The main outcome was the identification of the determinants of oxygenation, and the patterns of change in physiological respiratory and mechanical ventilation variables for the entire ARDS group and for mild, moderate and severe categories on days 1, 3 and 7.

Variables are reported as absolute numbers and percentages, and medians [25th–75th] percentiles. Differences between the three ARDS categories were analyzed with multiple chi-square test, one-way ANOVA and Kruskall-Wallis tests, as appropriate. A P value <0.05 was considered statistically significant. Bonferroni correction was applied for multiple comparisons.

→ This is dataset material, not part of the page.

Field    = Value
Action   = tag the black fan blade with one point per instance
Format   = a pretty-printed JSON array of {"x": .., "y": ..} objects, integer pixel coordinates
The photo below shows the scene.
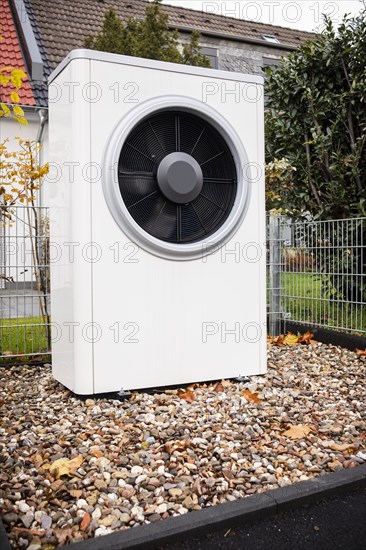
[{"x": 136, "y": 187}]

Generalized estimating equations were used to account for correlations between physiological respiratory and mechanical ventilation variables in the entire group over 1, 3 and 7 days. P values for time-effect for the entire group and for time-subgroup (ARDS categories) interactions were calculated. A model was constructed with oxygenation (PaO2/FiO2) over time (days 1, 3 and 7) as the outcome variable. An unstructured correlation matrix was selected. Variables that differed between ARDS categories (P value <0.10) in univariate analysis were entered into the model to explore their effect on oxygenation over time.

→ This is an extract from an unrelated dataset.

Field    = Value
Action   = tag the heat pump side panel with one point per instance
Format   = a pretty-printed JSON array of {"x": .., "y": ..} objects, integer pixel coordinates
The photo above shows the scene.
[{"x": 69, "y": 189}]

Kaplan-Meier survival curves until Day 90 were plotted, and differences analyzed with log-rank test.

Data were analyzed with Stata 14.0 (StataCorp LP, College Station, TX).

Definitions of comorbidities, variables and other relevant data are shown in the Additional Files section.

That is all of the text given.